Nine workers at Katahdin Paper Co. LLC’s plant in Millinocket were laid off last week. Mill managers expect that as many as 208 will be laid off when the process culminates.
The layoffs are occurring gradually as workers prepare the Millinocket plant for an indefinite shutdown as part of the company’s plans to convert it from burning oil to burning biomass. The mill might reopen in 2009 if biomass negotiations are fruitful.
Mill management and unions will finish retraining, mill cleanup and bumping – a union practice that allows workers with seniority to keep jobs ahead of less-senior workers – over the next several weeks. The unions and management are due to meet Wednesday to discuss the impact of the layoffs.
The retraining is part of management restructuring until the new boiler is operational, Saucier said.

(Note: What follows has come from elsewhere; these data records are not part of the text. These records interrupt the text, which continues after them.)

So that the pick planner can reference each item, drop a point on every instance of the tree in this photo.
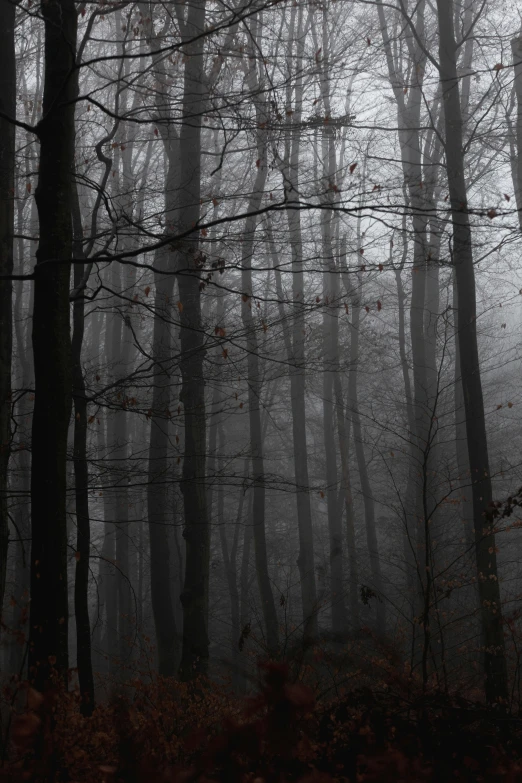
(52, 347)
(7, 185)
(496, 685)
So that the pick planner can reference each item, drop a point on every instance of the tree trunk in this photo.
(7, 156)
(496, 685)
(81, 478)
(516, 47)
(159, 499)
(52, 348)
(366, 490)
(194, 598)
(297, 358)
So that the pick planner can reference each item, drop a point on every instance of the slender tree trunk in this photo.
(297, 357)
(516, 47)
(194, 598)
(7, 157)
(253, 366)
(366, 490)
(343, 428)
(496, 685)
(81, 477)
(159, 499)
(52, 348)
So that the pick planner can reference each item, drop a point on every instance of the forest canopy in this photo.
(260, 307)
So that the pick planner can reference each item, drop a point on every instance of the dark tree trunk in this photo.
(81, 478)
(496, 686)
(52, 348)
(7, 155)
(516, 47)
(194, 598)
(366, 488)
(158, 497)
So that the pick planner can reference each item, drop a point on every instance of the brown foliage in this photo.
(171, 732)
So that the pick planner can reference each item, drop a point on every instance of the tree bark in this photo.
(81, 478)
(194, 598)
(297, 358)
(366, 489)
(496, 686)
(7, 159)
(516, 48)
(52, 348)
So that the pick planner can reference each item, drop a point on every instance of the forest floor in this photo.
(171, 732)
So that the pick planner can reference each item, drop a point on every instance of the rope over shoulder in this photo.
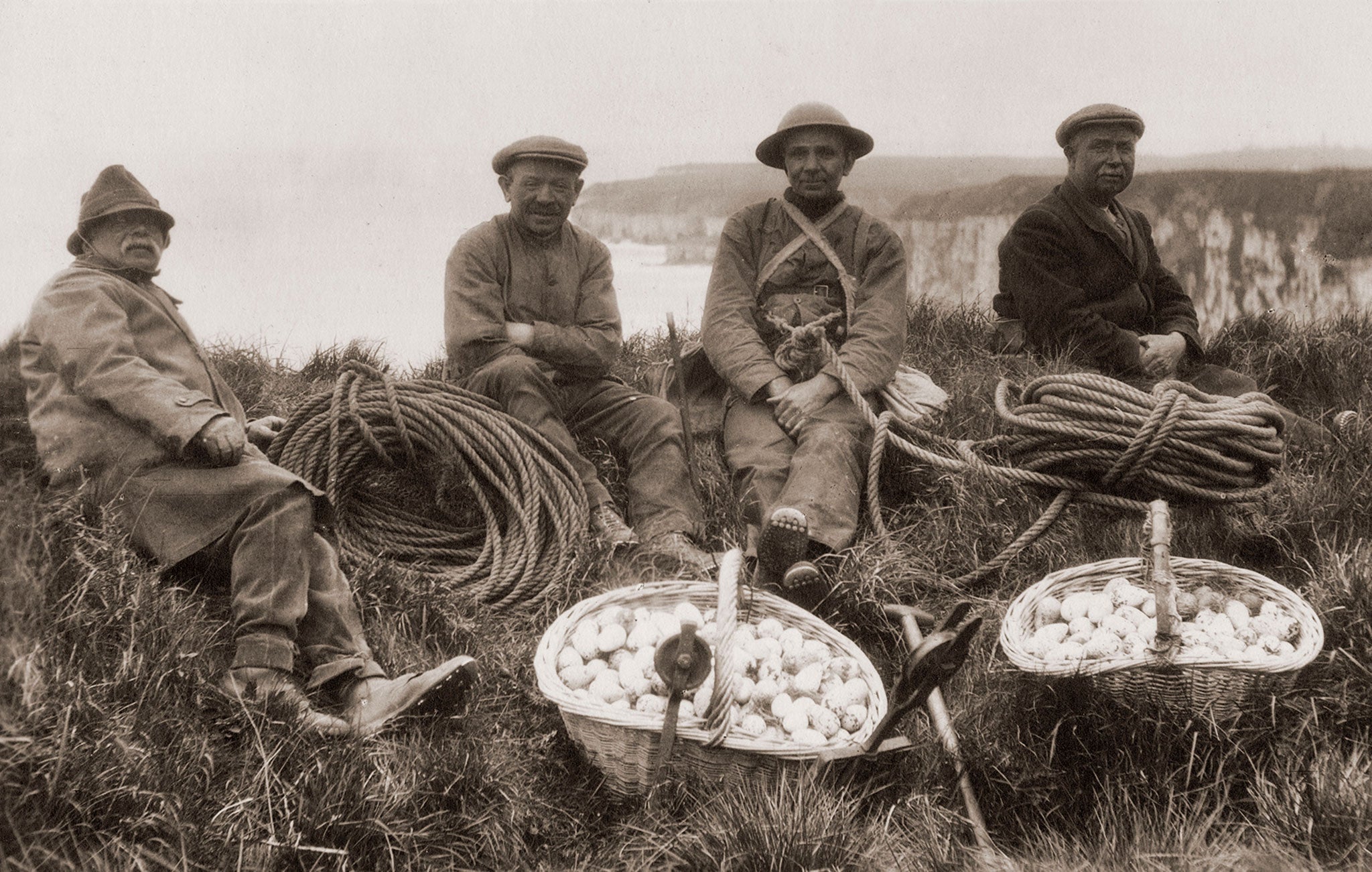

The Maine Department of Labor has a worker posted at the Katahdin Region Higher Education Center off Route 157 in East Millinocket who can meet with laid-off workers at any time.
Mill parent company Brookfield Asset Management of Toronto announced May 29 that the Millinocket mill’s prodigious oil use would force an indefinite shutdown and layoff of 208 workers if an alternative energy source were not found in 60 days.
Gov. John Baldacci intervened, the mill found energy savings and supportive customers, and the deadline was extended repeatedly. Brookfield was in talks with alternative energy providers on Aug. 26 when its officials ordered the Sept. 2 shutdown in a manner that Baldacci and the unions said was abrupt.